Embora defendendo a importância do fair play financeiro nos esportes, os juristas encarregados de elaborar o anteprojeto da Lei Geral dos Desportos discordam de dispositivos da chamada Lei do Profut, que instituiu no país práticas de responsabilidade fiscal e financeira a serem seguidas pelas agremiações esportivas interessadas em refinanciar suas dívidas tributárias com a União. O ponto alvo das críticas é a equiparação do cumprimento das exigências financeiras previstas a critério técnico de desempenho esportivo.
Para que um clube de futebol possa entrar a uma competição, por exemplo, agora não basta apenas seu desempenho na temporada anterior. O time poderá ficar inabilitado a competir se deixar de apresentar certidões comprovando que está em dia com débitos relativos aos tributos federais (CND) e com o FGTS, entre outras exigências que passaram a fazer parte do Estatuto de Defesa do Torcedor, a partir da medida provisória do Profut, em agosto passado.
O assunto foi levantado pelo vice-presidente da comissão, advogado Alvaro Melo Filho, em reunião nesta terça-feira (24), quando apresentou relatório sobre o Estatuto do Torcedor. Segundo ele, as regras do Profut atribuem “força descomunal” a processos de exclusão por critérios não técnicos. Primeiro, explicou, as equipes com certidões negativas ficarão impedidas de entrar nas competições. Caso já estejam participando, e enquanto isso perderem a condição de regularidade, perderiam pontos de partidas na vigência dessa situação.

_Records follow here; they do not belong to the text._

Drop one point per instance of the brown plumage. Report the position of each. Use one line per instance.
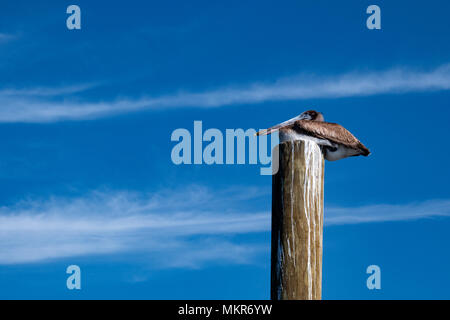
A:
(330, 131)
(337, 141)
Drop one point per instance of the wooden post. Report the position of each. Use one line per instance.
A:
(297, 222)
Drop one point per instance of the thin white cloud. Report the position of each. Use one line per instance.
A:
(162, 226)
(387, 212)
(36, 108)
(187, 227)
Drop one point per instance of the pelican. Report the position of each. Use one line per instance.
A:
(336, 141)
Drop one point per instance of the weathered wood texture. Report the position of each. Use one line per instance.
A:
(297, 222)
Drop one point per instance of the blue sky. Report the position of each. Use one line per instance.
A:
(86, 116)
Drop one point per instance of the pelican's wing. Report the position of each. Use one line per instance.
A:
(330, 131)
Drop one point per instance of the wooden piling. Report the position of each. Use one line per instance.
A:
(297, 222)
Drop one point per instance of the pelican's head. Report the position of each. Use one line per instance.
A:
(311, 115)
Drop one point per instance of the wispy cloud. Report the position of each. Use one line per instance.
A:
(387, 212)
(40, 108)
(184, 228)
(187, 227)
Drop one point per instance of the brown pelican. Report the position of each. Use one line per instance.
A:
(336, 141)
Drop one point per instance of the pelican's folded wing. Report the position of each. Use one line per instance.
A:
(330, 131)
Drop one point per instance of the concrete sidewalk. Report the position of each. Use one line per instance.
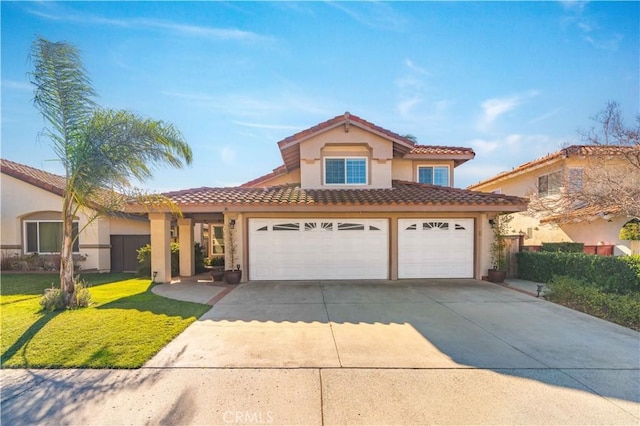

– Nós vamos correr risco grande, porque isso vai gerar ao longo da competição representações e protestos na Justiça Desportiva. Depois, se o clube for campeão, vai haver protesto dizendo que ele não tinha determinada certidão. Mesmo se tiver sido renovada, apenas um interregno no pagamento será suficiente para gerar uma multiplicidade de problemas – avaliou, defendendo solução mais “proporcional e equilibrada”.
Pedro Trengrouse admitiu que o tratamento adotado pelo Profut pode ser considerado “absurdo”, mas foi uma resposta ao que classificou de “omissão, negligência e apatia” das organizações esportivas. Segundo ele, as entidades discutiram por mais de 10 anos o fair play financeiro, mas não fizeram nada. Observou que nesse tempo a Uefa, a confederação do futebol europeu, já discutia o equilíbrio financeiro entre as equipes.
Isso porque, como disse, um time em más condições financeiras pode falir e afetar toda a competição. Além disso, aqueles que fazem dívidas e não honram com os pagamentos, acabam tendo recursos para investir nas equipes em detrimento dos que pagam seus compromissos, inclusive com impostos.
Para o advogado, se a ideia é retirar as exigências da lei, será necessário tratar da “questão de fundo”, a seu ver a própria estrutura das organizações esportivas. Do contrário, avalia, sempre haverá pressões sociais por regras legislativas sobre temas que poderiam ser decididos de modo autônomo pelas entidades, mas que elas relutam em enfrentar.
– Durante mais de dez anos foi discutido o fair play na Conmebol e na CBF, e não foi implementado. Aí a sociedade se cansa e demanda, e o Congresso coloca as demandas na lei – resumiu.
Bebidas
Melo Filho, o relator, também sugeriu a necessidade de se examinar o fim das restrições ao comércio de bebidas nas arenas esportivas, o que hoje privaria os clubes de renda extra. Para ele, não há elementos que comprovem a relação entre violência e consumo de bebidas dentro dos estádios. A seu ver, o consumo ocorre fora, até mesmo nas imediações do estádio. A seu ver, mais útil seria instalar “bafômetros” para impedir que pessoas alcoolizadas entrem nos estádios.
Houve também opiniões contra a inclusão de tipos penais específicos para injúria racial praticada por torcedores. Para o consultor legislativo Alexandre Sidnei Guimarães, a injúria racial será sempre o mesmo crime, não importando se vier a ser cometido “em estádio, na rua ou mesmo no Senado”.
Na reunião, os juristas também falaram em deixar de fora do anteprojeto a nova lei geral questões hoje abordadas pelo Estatuto do Torcedor consideradas detalhes de pouco relevância, que podem receber tratamento por meio de regulamentos, como regras sobre a forma de feitura e momento da divulgação das súmulas de arbitragem.
A comissão é presidida por Caio César Vieira Rocha, atuando como relator Wladimyr Vinycius de Moraes Camargos. A próxima reunião ocorrerá em 7 de dezembro.